Zero trust, but many definitions

The zero trust security concept was introduced by John Kindervag, now at Palo Alto Networks, in 2010. Yet it was slow to catch on, several participants said, because zero trust seemed to equal zero access. "If you are trying to close every door, it's almost impossible to do that," one official said. "And zero trust was a little bit monolithic in the initial conception."

Implementations over the intervening decade (perhaps most notably by Google) have proven zero trust's potential, but the monolith has been replaced by a muddle of competing services and marketing campaigns.

"It's still very, very squishy," one participant said. "That's the danger of overloaded buzz phrases. It's kind of the new AI/machine learning."

For the roundtable participants, the core concept boiled down to, as one speaker put it, "dissolving as much as possible this notion of the strong network perimeter." All agreed that this meant focusing on both users and data, though views varied on the exact mix.

"You protect what you think is important," one said. "Five or 10 years ago, people felt like the network was the most important thing. Now you look at the data and the application entry and the protection of confidentiality as primary objectives." That doesn't mean relaxing network access restrictions, "but it certainly changes the dynamics."

Participants also suggested various labels to better describe the approach. "'Zero trust' was a misnomer to begin with," one said, "because if you don't trust anyone, nobody will get anything done." A more accurate term would be "context-based trust."

"Variable trust" may be a better term, another said, "in that I trust the devices that I issued and I'm aware of more fully than I trust devices that are strangers to me — and the same thing with location-based entry points."

Others emphasized the idea of trust decay as an essential ingredient for real-world implementation. "You've established a trust score — fantastic," one said. "But how long does that trust score stay persistent?" Much like a VPN might disconnect a user after some period of inactivity, a trust score could depend on the time since a "normal" network action was observed, and users must maintain "a certain score in order to access this data due to its criticality."

There are some well-established reference points, several speakers noted.
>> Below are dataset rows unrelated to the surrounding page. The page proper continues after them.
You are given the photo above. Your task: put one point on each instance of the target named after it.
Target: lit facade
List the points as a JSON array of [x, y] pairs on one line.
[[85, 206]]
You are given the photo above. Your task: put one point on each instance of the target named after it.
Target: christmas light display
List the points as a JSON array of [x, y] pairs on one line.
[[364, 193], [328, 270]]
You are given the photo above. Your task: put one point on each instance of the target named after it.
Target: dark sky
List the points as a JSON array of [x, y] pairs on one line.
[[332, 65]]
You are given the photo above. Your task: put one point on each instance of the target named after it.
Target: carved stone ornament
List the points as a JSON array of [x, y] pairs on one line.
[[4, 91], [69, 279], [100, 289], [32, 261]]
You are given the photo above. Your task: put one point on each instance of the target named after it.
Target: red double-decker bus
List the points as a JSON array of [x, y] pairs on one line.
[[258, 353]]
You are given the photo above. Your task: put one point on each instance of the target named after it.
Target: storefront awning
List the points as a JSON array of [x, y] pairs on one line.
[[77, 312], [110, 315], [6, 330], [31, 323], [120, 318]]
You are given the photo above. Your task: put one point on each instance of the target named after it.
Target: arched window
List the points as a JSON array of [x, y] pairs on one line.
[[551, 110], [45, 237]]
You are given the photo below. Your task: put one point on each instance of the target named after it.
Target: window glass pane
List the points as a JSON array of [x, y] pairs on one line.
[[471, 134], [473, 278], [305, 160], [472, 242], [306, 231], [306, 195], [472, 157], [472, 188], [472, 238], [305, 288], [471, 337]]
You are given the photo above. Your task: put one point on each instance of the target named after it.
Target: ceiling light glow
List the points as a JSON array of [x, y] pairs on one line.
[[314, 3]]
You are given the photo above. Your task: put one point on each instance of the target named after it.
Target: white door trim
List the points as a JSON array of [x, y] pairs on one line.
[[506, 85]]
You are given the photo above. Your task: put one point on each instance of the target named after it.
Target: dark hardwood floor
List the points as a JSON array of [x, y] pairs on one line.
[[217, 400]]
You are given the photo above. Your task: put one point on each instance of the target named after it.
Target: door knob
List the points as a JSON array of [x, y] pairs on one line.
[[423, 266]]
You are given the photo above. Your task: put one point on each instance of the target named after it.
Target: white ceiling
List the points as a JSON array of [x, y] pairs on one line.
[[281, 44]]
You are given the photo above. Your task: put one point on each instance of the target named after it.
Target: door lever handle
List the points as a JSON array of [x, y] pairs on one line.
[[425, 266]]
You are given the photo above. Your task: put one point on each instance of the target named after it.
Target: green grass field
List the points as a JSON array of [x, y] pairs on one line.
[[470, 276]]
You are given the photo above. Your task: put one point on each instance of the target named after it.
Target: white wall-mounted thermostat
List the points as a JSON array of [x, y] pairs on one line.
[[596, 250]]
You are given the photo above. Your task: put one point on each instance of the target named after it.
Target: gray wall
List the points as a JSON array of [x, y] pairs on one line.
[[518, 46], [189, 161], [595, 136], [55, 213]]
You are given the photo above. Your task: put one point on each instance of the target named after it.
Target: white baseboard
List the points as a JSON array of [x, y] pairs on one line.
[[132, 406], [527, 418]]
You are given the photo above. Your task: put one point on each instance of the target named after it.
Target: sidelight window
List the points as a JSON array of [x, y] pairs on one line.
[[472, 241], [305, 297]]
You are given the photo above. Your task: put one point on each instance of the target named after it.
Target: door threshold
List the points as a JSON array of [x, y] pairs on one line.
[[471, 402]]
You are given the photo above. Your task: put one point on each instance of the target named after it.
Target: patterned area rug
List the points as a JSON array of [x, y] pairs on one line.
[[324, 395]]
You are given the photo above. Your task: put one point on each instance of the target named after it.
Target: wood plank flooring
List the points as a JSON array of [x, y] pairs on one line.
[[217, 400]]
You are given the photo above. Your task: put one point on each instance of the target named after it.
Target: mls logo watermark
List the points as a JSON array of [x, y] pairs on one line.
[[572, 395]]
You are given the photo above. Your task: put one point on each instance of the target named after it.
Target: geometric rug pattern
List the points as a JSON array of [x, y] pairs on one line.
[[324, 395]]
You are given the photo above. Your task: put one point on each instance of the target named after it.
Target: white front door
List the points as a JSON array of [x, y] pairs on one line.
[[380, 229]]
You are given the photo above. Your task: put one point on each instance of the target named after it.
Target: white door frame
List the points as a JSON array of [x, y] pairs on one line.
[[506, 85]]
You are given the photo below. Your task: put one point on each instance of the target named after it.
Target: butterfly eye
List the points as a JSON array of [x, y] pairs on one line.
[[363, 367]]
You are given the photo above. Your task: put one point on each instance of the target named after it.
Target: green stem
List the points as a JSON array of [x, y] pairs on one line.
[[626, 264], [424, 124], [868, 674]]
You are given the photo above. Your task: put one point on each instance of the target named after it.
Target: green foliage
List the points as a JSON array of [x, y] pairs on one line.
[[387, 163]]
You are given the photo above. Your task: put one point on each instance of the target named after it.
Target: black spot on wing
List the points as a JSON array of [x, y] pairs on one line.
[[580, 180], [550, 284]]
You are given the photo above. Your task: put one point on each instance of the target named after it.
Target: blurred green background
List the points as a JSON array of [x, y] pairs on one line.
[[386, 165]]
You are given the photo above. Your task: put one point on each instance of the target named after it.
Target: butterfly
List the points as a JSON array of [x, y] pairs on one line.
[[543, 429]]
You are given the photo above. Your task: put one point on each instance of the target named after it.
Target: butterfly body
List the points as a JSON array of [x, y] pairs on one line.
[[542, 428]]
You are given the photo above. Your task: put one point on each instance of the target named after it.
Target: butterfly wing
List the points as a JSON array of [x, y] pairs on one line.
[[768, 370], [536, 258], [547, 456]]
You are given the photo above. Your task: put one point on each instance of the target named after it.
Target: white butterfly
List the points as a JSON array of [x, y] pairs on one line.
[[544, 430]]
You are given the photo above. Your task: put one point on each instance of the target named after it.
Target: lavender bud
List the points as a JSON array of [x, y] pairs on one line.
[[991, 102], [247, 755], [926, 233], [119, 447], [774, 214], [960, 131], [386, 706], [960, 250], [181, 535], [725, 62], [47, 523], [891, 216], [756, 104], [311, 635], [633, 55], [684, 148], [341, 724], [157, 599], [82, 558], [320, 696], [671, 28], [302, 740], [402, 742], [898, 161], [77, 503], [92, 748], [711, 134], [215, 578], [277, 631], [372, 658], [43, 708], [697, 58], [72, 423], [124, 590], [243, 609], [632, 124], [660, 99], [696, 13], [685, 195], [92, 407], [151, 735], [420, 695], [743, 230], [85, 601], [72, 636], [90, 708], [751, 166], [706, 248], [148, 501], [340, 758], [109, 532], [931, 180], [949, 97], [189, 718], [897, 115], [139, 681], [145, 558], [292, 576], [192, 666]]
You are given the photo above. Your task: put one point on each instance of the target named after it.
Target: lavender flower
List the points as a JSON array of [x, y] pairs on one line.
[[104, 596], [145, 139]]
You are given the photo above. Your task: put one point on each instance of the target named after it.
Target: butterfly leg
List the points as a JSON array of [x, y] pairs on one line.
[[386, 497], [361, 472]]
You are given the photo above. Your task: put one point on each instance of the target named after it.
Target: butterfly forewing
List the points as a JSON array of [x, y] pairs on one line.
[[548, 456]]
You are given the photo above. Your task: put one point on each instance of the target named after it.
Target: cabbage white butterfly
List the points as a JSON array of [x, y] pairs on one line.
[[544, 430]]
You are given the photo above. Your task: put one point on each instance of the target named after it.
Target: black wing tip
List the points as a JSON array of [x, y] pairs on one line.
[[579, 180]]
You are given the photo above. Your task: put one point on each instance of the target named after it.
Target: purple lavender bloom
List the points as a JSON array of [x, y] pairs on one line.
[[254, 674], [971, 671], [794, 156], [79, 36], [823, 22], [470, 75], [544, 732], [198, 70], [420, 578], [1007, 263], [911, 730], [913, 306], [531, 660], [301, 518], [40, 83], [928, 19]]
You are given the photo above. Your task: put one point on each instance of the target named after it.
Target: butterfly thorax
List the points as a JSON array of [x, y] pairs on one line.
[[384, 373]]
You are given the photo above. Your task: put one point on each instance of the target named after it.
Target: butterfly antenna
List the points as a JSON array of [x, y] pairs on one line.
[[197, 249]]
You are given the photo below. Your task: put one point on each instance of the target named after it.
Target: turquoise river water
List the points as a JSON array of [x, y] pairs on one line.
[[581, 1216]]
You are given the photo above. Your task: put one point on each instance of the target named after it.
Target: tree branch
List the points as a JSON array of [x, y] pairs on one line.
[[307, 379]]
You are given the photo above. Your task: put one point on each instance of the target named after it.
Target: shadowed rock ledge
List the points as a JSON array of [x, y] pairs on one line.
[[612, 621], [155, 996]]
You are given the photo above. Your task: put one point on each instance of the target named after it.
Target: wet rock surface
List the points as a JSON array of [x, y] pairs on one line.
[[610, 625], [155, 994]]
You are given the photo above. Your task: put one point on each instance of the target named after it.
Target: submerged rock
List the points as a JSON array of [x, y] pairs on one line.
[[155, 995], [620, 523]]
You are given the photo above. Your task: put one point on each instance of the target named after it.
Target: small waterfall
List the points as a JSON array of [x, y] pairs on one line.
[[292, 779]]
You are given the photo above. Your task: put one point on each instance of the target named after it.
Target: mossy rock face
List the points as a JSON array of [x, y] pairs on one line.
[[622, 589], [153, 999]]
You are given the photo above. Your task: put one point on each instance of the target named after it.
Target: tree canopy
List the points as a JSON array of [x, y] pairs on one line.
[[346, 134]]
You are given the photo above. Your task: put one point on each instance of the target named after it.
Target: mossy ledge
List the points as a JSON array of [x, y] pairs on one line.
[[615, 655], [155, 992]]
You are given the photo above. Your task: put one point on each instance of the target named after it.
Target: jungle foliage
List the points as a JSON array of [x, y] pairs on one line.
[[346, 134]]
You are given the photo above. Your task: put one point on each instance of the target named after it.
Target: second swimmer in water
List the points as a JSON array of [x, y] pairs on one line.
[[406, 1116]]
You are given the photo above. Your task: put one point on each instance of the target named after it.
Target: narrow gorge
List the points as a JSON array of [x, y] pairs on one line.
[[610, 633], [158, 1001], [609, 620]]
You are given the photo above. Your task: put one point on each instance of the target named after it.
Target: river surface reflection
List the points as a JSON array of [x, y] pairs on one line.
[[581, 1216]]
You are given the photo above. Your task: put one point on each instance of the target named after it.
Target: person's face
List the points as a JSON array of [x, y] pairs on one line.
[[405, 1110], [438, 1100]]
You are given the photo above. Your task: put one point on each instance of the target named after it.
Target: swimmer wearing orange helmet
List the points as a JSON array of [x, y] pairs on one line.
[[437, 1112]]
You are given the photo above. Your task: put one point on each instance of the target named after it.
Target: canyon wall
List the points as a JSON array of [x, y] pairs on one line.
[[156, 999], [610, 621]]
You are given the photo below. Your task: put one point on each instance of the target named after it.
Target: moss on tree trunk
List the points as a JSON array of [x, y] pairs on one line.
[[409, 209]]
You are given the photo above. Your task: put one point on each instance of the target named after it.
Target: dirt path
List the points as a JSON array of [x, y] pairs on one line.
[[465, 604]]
They recommended ACT-IAC's 2019 white paper on the topic and the National Institute of Standards and Technology's second draft of Special Publication 800-207 on zero trust architecture, which was released in February. "That's always kind of been my starting point for anything that feels a little buzzwordy," one speaker said. "I see if I can map it back to a canonical NIST source document."

One participant suggested that zero trust also reflects the changing role of IT organizations in government. As IT increasingly works with the business owners on mission objectives instead of simply supporting systems, the official said, "you're going to see an evolution from infrastructure focus to product focus or, in some cases, the application focus. I think that zero trust layers into that."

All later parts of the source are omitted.